Imagine that we have a lamp – it is switched off at its initial state and this state can be changed by pressing a button. Having been an hour to play with this lamp, we switch the lamp on after 30 minutes. Then after waiting for 15 minutes, we switch it off – and then we switch it on again exactly 7.5 minutes later – and so on. I think that the end of the story is self-evident: after one hour (and neglecting that it is physically impossible) we pressed the button infinitely many times.

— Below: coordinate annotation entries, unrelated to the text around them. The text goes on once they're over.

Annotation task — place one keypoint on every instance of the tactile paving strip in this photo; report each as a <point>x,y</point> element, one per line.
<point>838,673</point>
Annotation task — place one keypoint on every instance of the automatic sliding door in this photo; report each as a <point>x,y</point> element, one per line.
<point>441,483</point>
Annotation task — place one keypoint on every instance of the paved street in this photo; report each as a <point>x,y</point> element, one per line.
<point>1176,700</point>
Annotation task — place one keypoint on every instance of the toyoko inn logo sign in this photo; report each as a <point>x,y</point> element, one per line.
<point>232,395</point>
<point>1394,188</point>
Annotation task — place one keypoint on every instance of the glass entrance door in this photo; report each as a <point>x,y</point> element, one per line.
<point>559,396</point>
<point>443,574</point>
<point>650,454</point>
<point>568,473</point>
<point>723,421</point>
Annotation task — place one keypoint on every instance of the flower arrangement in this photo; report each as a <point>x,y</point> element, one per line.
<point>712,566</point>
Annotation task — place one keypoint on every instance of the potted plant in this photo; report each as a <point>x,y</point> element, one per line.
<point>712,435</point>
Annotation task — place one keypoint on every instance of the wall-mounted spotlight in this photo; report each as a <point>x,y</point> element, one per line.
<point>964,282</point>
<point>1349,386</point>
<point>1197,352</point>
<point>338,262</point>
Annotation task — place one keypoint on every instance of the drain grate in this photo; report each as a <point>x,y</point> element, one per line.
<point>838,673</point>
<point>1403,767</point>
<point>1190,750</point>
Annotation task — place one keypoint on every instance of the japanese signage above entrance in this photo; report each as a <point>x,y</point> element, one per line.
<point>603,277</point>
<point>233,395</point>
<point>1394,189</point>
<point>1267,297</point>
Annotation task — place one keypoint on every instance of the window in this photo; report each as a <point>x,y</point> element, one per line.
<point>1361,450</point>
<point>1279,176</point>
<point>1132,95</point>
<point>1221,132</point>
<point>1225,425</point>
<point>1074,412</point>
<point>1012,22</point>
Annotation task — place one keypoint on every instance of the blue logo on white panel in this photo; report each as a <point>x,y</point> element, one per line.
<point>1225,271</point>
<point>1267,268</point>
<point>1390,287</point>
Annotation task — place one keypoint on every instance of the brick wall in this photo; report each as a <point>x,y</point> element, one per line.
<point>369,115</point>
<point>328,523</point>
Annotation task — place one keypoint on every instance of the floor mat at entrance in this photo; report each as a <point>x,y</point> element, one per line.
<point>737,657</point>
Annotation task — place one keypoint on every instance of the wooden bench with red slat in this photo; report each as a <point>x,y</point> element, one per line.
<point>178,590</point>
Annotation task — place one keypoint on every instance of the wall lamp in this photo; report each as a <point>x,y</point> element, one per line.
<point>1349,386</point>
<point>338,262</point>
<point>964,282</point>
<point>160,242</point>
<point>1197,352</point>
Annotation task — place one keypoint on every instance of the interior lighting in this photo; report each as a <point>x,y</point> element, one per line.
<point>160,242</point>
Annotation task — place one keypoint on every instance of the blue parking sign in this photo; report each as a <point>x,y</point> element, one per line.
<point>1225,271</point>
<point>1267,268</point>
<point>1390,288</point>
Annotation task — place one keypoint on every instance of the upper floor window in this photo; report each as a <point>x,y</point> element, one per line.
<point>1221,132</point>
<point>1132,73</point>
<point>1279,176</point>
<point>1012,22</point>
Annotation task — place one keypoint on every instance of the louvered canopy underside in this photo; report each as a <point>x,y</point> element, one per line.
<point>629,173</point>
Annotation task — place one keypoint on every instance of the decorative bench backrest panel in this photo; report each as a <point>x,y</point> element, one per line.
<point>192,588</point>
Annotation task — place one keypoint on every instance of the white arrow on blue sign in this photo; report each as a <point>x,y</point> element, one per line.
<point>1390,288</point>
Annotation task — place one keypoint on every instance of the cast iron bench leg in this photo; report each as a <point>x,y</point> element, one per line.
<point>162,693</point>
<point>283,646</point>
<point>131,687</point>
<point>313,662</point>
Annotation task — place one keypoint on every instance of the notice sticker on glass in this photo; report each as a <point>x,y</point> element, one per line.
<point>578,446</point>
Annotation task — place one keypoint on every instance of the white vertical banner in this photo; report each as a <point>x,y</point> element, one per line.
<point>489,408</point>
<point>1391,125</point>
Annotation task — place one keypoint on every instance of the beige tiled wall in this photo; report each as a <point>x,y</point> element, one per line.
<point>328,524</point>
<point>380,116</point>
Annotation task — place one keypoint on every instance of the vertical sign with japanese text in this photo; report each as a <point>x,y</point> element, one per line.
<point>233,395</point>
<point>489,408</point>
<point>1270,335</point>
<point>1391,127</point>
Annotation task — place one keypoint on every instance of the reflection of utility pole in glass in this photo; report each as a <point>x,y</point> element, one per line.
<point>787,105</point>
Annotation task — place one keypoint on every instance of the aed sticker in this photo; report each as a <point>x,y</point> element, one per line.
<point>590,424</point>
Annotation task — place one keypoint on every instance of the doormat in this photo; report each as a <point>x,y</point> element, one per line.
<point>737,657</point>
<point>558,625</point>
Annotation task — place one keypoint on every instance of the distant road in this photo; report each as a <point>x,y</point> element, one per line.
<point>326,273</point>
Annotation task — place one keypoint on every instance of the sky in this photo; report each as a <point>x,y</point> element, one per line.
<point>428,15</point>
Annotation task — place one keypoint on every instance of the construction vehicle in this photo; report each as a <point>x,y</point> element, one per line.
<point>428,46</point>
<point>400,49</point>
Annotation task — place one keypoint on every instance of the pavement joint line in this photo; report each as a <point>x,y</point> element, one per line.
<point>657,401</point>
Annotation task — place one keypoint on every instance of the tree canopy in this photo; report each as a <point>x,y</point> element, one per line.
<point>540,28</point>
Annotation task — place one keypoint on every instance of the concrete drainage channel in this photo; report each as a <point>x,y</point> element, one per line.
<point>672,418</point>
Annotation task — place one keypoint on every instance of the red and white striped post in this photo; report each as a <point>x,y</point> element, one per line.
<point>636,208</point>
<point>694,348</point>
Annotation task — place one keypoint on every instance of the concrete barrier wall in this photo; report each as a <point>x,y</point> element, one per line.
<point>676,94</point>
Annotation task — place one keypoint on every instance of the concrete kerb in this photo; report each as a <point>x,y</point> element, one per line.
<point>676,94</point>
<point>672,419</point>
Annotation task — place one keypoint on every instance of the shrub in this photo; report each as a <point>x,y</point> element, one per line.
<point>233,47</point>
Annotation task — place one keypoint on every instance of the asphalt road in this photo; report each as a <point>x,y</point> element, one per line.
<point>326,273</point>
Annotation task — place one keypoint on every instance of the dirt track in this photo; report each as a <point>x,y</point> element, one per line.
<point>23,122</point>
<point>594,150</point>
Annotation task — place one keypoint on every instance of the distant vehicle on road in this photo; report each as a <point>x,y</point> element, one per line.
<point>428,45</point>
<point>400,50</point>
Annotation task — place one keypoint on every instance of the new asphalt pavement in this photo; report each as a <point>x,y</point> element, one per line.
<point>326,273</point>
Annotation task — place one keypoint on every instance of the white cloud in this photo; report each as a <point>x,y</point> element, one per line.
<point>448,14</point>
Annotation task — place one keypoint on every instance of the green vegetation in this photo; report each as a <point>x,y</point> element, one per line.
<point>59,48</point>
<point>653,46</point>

But what will be the result? Will the lamp light? Or will not?
It seems to be an unanswerable question – after all, we can regard the switch off state as an “odd” and the switch on as an "even" number (or vice versa). The source of this problem is that only a natural number is either odd or even – but infinite is not a number in a traditional way.
But there is another analogy and it can help. Nobody knows PI’s exact value since it is an irrational number. What is more, according to our actual knowledge, its digits are randomly distributed. But if we would be able to compute all of its digits, would the last digit be an even number?
Perhaps it seems to be an acceptable answer that there is no a last digit of PI, so it is neither odd nor even. But PI is nothing more than the ratio of the circumference of a circle to its diameter and although we do not know exactly the numerical value of this ratio, it is a certain, existing value. Computing more and more digits of PI, we’ll know it more and more accurately – and computing it to the infinity, we’ll know it exactly.
Ad analogiam: if we press the button of the lamp infinitely many times, then the lamp will be necessarily either switched on or switched off – although we cannot predict the lamp’s state.
At this point we can distinguish to different types in math: random and compressible strings. The previous one means that we cannot find a representation of the given string which is shorter than the original one. Heads and tails is a good example for it: you won't know the result without tossing the coin in reality.
Or onecould mention the cellular automatons (CAs). The state of their cells depend on the neighboring cells’ states and a CA changes in discrete steps. The result is that although the system is absolute deterministic (certain starting configurations always results the same next phases), cellular automation is an incompressible process. We cannot compute the next phase without executing the program itself.
Opposite to these above mentioned examples, a compressible string can be regarded to be “regular” in a sense that if we know the rule, then we can find the nth digit without computing others.
Our lamp represents a totally different solution. We can compute its every stage and its algorithm is ridiculously simple, so it is compressible - except for its endpoint. We cannot answer whether the lamp is switched on at its final stage – unless we de facto pressed that button for infinitely many times.
I wonder whether there are other, strange categories – for example, who could imagine a string which is compressible only at its endpoint? Perhaps other mathematical monsters lurking somewhere.